Kovac pushes his story sometime after the year 2050, giving him a chance to change copyright laws so that a group called the Official Oz Society has been able to revive the rights to Oz out of the public domain and control who does and doesn’t write about Baum’s creation. At the same time, Frank Fizzle is being perpetually put upon by his father Jasper’s attempts to write Oz novels, ones that the Official Oz Society denounces and threatens to sue him over. What’s interesting is that it’s a struggle that I think could have supported its own entire story, but in The Royal Historian of Oz it’s just a small piece of a larger story, the springboard for the rest of the mini-series. With fights between fan-fiction writers and the owners of those characters, it’s a situation that contains a lot of echoes of real life and the battles over control of intellectual ideas.

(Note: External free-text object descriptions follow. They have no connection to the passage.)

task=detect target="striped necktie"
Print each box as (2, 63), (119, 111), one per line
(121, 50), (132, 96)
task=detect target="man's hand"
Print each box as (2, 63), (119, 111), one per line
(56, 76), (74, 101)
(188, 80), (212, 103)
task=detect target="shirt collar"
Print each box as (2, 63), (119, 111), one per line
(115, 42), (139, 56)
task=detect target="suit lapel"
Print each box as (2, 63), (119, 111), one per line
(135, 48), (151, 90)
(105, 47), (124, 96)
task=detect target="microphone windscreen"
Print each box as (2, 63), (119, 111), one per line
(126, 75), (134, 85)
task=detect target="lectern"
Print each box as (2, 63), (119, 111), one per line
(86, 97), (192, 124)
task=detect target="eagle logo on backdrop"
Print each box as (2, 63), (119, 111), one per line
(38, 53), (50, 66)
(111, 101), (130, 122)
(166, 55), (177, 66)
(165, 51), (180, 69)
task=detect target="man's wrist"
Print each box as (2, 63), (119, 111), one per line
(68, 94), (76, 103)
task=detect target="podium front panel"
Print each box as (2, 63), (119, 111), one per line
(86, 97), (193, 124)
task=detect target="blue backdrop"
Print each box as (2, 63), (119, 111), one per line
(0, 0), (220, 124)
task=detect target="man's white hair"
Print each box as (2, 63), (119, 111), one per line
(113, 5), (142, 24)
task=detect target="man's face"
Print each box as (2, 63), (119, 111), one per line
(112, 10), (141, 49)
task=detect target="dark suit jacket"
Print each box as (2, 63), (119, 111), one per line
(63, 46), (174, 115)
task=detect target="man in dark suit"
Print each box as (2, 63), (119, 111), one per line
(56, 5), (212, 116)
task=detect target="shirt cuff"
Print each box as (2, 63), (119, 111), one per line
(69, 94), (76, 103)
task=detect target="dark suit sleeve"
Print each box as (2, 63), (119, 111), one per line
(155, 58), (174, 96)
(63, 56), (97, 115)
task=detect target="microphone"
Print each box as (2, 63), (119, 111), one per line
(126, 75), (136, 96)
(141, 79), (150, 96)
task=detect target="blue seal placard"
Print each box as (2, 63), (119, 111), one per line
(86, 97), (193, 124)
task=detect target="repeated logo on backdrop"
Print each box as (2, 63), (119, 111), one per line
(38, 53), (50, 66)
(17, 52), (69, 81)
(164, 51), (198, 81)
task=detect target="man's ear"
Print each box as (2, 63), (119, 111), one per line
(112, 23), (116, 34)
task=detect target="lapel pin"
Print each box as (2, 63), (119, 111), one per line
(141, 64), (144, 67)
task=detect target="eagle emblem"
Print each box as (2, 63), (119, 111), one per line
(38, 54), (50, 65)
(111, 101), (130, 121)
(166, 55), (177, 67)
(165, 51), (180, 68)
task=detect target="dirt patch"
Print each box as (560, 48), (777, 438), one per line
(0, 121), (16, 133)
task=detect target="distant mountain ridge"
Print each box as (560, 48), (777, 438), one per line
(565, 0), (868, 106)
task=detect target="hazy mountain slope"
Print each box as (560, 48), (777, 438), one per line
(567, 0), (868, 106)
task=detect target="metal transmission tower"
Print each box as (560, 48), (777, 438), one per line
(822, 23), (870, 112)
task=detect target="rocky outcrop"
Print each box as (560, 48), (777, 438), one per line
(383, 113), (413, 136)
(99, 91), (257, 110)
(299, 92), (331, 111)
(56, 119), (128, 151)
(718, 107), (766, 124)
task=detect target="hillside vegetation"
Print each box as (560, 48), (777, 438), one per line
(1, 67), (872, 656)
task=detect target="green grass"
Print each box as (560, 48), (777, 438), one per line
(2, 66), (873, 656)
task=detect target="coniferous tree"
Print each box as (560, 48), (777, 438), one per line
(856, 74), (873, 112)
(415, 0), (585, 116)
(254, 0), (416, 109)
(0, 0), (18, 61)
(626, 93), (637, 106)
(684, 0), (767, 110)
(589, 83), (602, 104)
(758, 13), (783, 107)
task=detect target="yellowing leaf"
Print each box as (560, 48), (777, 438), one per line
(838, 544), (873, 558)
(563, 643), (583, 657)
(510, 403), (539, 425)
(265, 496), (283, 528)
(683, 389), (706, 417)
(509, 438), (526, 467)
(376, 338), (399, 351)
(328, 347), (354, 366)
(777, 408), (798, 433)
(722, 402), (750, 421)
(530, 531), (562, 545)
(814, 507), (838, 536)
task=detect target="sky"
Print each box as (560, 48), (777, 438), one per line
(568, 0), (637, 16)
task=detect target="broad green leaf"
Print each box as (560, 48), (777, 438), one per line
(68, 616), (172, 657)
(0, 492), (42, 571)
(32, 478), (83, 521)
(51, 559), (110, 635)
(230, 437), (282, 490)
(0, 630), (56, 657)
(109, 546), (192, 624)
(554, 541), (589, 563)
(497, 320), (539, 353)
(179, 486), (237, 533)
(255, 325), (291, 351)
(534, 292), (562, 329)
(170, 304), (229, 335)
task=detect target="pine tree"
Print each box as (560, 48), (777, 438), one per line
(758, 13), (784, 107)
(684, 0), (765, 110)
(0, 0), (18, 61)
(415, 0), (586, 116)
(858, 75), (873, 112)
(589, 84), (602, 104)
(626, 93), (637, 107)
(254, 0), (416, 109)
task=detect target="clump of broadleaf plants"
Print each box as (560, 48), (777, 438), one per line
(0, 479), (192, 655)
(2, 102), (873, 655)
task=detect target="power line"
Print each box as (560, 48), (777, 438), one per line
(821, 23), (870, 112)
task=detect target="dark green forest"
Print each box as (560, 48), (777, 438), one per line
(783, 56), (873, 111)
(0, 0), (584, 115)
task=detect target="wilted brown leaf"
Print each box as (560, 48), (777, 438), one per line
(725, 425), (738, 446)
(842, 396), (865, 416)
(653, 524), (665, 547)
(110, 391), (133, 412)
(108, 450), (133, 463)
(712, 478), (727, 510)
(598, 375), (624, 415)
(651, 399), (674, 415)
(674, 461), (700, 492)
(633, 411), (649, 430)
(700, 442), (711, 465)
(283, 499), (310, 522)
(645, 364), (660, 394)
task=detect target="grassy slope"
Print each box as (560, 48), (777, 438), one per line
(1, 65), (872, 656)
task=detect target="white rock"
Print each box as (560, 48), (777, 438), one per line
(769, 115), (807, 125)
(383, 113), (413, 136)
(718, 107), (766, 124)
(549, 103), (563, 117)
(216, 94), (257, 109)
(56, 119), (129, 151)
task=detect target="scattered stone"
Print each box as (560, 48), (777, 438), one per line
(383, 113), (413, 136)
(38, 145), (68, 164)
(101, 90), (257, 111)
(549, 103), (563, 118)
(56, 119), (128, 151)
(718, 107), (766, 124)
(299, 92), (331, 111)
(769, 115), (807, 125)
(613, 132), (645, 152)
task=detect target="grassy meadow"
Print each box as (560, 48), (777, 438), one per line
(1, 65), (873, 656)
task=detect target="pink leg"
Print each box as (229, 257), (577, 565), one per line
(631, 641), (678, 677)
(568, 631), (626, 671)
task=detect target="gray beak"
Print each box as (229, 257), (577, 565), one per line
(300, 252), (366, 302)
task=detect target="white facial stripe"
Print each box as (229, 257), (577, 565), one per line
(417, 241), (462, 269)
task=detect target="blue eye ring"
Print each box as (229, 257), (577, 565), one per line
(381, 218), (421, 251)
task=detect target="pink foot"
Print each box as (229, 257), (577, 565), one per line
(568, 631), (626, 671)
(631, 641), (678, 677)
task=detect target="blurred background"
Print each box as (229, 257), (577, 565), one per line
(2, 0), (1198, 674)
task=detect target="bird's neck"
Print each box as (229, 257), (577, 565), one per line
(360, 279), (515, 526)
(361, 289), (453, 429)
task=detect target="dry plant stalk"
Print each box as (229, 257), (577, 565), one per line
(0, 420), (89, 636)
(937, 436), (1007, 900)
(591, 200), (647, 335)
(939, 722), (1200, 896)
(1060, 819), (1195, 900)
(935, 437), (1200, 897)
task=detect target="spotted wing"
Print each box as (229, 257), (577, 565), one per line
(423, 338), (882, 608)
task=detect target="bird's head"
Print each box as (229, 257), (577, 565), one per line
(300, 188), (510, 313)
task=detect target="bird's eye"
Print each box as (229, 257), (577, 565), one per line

But then, at the halfway point of the first issue, once Kovac introduces Oz as a real place and not just a literary fiction the story turns on its head. All of Kovac’s ideas are still there, but now it has to do with Jasper not just taking things from a writing perspective, but from a physical, real place. It’s fun to watch Kovac’s concepts grow, even as fantastical elements enter what could have been a small-scale story. Most importantly in all of this, though, Kovac makes both Jasper and Frank likable characters. It would have been easy to have one or the other thrust firmly into the "bad guy" role, but that’s not the case here. Kovac brings Jasper’s yearning to bring the joy and wonder of Oz to everyone, even while Frank’s head is rooted in reality, both on the quality of his father’s writing as well as just trying to survive in his day’s society while bills and legal notices pile up.
Andy Hirsch draws The Royal Historian of Oz, in a style that reminds me strangely of some early Peter Bagge comics. There’s something about the curves in his character’s faces, and the thick folds of ink on a little dog that just brings Bagge’s art to mind, but not ever in an imitator or copying fashion. The other thing about Hirsch’s art that struck me quickly was his usage of physical form to show off the emotion in Kovac’s script. From a pair of hunched shoulders, to the worried expression on Frank’s face, Hirsch has a good grasp of body language and how it can be used to accentuate a story.
I’m a tiny bit sad that The Royal Historian of Oz is only a five-issue mini-series, because Kovac and Hirsch have created a world that theoretically has endless possibilities. At the same time, though, it’ll be fun getting to the conclusion of what they’ve dreamed up, based on this first issue. This is a comic that sneaks up on you and rewards those who stop and think about what the pair of creators is trying to say. You don’t have to be an Oz fan to enjoy this comic (although it couldn’t hurt). In many ways, with the struggles of ownership being questioned more and more, this is a comic for our times.